Despite the amount of talented competition that the team is up against, they are confident in their abilities and both have a keen sense of what they bring to the table that is different than the rest of the field. In many ways, what other teams have pointed out might be a weakness for them, they have worked to make a strength.

Most teams have a distinctive height difference between the two skaters, but Hawayek & Baker do not. They believe that it gives them the ability to look at one another face-to-face during their performances and allows for a different type of connection between the two of them. Kaitlin believes that this is just one of the components that sets them apart from the crowd along with their youthfulness, as Baker is 22 and Hawayek is only 19 years-old.

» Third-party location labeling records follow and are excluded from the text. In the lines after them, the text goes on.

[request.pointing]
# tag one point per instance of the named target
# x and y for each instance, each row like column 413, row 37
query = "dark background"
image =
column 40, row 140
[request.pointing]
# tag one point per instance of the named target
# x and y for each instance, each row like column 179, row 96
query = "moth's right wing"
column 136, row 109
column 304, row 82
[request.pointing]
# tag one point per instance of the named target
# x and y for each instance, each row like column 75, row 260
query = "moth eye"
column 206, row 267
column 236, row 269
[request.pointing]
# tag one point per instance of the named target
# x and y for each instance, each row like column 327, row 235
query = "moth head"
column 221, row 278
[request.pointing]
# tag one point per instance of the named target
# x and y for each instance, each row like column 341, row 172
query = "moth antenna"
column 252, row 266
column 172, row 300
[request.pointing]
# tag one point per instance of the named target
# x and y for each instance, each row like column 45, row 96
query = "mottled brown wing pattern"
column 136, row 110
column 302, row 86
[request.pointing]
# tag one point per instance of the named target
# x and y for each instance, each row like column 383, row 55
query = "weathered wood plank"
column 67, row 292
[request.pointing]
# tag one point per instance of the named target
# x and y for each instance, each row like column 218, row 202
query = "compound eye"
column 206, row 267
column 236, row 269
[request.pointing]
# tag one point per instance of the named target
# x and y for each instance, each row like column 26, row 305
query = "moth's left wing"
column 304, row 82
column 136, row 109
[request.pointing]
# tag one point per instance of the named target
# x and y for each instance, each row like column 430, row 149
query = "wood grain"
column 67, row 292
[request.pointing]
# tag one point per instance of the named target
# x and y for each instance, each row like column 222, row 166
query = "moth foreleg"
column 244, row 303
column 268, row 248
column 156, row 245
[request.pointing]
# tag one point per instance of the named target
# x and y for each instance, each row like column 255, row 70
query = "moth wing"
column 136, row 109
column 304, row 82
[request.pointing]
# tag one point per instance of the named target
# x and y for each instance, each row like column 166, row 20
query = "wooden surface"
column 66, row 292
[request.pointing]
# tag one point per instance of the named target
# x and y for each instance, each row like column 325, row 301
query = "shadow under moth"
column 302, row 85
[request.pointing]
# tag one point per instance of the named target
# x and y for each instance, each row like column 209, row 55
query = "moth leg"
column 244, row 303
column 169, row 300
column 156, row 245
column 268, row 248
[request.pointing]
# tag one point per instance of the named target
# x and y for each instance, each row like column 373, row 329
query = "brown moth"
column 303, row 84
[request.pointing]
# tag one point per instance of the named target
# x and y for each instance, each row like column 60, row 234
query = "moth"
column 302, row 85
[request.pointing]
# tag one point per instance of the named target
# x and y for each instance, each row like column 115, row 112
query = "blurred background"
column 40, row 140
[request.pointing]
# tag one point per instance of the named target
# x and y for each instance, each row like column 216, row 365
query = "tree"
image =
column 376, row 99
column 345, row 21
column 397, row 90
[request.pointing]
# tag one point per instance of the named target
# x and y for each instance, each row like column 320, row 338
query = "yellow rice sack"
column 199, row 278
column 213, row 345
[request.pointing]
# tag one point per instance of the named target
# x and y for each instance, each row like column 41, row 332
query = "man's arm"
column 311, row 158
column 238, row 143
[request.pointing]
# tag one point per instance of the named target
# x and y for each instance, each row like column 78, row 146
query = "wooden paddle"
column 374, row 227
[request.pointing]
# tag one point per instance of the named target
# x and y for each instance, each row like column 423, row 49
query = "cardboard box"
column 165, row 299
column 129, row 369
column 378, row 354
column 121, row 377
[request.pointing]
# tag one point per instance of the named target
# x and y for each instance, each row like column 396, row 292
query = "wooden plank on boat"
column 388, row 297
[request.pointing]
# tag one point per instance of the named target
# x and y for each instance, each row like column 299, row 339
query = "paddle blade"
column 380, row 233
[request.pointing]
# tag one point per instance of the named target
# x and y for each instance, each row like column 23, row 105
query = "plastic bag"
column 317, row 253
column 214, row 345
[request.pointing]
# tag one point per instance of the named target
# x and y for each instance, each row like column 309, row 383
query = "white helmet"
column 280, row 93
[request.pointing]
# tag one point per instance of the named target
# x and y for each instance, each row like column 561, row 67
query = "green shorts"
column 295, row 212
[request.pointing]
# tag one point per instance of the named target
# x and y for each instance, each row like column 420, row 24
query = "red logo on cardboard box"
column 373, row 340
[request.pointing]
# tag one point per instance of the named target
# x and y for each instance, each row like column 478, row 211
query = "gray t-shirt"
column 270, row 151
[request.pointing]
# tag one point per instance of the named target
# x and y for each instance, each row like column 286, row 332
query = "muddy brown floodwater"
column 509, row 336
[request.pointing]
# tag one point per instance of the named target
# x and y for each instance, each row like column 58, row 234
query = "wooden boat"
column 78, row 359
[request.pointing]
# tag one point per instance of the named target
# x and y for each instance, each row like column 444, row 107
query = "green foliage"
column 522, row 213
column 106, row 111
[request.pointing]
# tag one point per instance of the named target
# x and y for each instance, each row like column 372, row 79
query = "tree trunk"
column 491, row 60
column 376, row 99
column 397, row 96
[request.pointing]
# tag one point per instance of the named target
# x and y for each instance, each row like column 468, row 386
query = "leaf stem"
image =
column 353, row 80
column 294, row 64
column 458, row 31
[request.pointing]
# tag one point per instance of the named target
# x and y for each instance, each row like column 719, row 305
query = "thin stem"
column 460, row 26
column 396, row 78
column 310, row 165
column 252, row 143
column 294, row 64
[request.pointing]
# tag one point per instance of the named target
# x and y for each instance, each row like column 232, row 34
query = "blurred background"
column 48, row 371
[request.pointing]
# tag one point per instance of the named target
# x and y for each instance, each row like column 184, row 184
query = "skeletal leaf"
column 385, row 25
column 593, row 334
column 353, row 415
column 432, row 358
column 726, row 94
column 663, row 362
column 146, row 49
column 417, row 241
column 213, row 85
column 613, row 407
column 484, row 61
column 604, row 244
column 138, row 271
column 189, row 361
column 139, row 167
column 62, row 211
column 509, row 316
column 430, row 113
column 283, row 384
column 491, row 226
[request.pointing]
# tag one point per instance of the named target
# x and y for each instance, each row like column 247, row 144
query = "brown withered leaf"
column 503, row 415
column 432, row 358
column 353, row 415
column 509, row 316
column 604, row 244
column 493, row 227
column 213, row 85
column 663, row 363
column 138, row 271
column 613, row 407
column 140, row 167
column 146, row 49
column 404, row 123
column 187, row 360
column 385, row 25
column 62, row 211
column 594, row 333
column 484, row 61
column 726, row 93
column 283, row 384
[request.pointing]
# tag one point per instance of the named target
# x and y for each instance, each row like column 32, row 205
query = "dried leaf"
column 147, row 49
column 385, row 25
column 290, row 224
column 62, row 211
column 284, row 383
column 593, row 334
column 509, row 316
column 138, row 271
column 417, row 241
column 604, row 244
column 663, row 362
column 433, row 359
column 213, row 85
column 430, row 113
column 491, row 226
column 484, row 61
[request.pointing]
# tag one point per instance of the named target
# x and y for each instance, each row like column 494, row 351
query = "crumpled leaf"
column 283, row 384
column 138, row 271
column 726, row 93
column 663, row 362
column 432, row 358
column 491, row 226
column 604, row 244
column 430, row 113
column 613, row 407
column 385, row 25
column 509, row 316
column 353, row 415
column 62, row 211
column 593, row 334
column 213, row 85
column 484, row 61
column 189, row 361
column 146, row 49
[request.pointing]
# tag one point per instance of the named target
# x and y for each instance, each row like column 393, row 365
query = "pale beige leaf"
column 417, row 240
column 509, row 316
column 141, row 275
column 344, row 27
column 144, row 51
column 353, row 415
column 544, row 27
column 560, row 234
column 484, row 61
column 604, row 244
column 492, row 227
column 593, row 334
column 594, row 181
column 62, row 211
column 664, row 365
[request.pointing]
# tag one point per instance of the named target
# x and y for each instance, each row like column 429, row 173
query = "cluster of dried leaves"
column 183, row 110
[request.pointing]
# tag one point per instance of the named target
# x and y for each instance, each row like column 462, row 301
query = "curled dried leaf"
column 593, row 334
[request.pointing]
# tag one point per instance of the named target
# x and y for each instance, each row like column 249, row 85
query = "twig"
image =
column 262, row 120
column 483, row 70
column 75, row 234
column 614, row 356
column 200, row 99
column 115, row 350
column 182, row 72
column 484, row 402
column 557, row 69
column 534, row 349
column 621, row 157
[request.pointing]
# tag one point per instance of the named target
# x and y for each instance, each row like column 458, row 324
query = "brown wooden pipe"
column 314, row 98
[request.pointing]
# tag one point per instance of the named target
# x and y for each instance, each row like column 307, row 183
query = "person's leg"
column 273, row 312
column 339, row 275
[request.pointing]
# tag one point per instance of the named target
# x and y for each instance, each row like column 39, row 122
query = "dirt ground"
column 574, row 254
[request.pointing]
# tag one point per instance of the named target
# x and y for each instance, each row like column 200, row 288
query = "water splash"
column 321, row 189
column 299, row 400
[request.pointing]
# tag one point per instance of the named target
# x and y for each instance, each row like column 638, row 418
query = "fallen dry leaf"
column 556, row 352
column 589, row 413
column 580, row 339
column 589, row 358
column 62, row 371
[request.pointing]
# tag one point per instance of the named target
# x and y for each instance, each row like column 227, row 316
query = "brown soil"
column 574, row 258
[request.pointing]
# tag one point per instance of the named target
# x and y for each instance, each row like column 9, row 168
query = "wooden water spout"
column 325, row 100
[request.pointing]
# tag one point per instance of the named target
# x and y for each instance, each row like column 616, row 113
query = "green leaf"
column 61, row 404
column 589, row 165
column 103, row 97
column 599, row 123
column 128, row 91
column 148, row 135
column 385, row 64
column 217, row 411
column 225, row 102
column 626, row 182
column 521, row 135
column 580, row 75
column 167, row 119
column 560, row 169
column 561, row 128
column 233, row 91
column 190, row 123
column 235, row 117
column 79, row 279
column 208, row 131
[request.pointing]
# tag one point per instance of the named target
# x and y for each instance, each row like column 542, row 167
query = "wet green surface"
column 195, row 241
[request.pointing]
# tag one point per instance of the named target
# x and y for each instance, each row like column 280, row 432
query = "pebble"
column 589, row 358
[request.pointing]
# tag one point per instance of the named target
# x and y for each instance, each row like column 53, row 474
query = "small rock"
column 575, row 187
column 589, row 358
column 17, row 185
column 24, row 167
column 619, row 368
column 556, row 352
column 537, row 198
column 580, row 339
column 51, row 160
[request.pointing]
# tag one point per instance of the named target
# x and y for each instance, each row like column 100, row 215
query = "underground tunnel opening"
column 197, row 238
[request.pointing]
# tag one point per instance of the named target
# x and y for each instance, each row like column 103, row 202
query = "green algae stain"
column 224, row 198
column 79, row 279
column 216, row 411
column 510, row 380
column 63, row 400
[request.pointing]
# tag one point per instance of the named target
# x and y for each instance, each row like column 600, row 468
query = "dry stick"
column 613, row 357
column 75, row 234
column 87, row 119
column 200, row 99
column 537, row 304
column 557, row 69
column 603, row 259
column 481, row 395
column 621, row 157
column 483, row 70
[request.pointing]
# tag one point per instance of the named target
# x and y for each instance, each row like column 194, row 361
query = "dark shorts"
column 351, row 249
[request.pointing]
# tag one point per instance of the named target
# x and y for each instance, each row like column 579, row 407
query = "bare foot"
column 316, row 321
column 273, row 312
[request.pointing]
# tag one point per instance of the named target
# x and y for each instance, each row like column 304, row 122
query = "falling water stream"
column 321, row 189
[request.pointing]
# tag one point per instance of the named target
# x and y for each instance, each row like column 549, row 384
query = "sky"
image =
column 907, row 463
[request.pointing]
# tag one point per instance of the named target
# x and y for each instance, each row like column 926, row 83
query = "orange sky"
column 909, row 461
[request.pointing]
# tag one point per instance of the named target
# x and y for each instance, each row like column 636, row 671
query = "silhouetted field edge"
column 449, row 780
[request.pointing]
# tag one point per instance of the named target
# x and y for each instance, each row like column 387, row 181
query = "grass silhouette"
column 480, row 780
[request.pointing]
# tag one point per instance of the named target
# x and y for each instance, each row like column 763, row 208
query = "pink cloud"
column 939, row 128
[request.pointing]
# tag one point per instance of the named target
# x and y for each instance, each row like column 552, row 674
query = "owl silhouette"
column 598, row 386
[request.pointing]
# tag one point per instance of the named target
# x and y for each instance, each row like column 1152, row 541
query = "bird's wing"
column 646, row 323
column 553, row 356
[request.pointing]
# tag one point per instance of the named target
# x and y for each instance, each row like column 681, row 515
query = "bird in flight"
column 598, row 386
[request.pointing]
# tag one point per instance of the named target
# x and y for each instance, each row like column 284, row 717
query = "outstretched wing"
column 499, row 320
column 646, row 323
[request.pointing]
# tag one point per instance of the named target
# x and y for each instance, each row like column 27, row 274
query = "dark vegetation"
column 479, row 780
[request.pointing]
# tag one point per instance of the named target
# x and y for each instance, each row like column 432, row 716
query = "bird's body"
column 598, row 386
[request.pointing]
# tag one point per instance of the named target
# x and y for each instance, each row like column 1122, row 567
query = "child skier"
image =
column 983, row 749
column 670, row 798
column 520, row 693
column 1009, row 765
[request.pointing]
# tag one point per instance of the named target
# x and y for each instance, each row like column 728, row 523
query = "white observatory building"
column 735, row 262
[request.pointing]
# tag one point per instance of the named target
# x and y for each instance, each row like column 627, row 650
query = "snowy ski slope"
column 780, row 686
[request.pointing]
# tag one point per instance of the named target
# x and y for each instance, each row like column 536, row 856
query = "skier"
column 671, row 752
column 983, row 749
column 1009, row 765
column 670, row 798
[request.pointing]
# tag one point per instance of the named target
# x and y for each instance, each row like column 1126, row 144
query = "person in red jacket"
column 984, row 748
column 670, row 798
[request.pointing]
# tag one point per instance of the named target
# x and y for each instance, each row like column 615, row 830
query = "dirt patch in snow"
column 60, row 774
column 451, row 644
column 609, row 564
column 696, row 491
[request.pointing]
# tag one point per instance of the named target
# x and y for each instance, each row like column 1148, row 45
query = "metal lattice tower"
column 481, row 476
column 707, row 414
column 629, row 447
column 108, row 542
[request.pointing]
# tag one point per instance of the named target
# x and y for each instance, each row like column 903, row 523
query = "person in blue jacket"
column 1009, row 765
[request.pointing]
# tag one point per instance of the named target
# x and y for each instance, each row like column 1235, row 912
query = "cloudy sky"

“You see a lot of people in this day and age try to look mature, not that we don’t have a maturity in our skating, but they can’t have the youth that we have because we are young,” she expressed. “You see people that have been around the block and they’ve been to the Olympics once or twice, let alone every other competition you can enter, and that experience is great, but there’s something to say about being young and fresh and something new, and that’s something we have.”

Hawayek & Baker are planning to use their youthfulness to their advantage in their new short dance where they have opted to try a dance genre that they have never attempted before —hip hop. Both love watching “So You Think You Can Dance” and enjoy trying new dance styles, so when this opportunity came their way they certainly did not shy away from it. The team is skating to Michael Buble’s “Feeling Good” and “How I Feel Remix” by Flo Rida.

“The one thing that we were skeptical of (with it being a Michael Buble song) we were worried that it might be possibly overused in the skating world,” Baker said. “But to be honest with you, if you give the judges something that they understand or they have heard or seen before, it’s a lot easier for them than something that is like, ‘wait, what is this?’”

HawBaker-0816-MK-0868They performed a modified version of their new short dance at the Sprinker Ice Arena’s Summer Program in Tacoma, Washington where they were special guests.  When it comes to their free dance they were not ready to reveal their music choice just yet, but did say that the program is coming along well and they are very excited about it.

“We’re going for pure enjoyment with our skating this year,” Hawayek said. “Nothing too intricate story wise, we just want to show beautiful skating and be able to do a program that the audience can sit back and enjoy easily.”

Hopefully after having a somewhat turbulent season last year, this season the team will be able to get back on track and continue their upward momentum as they bring their best to the ice.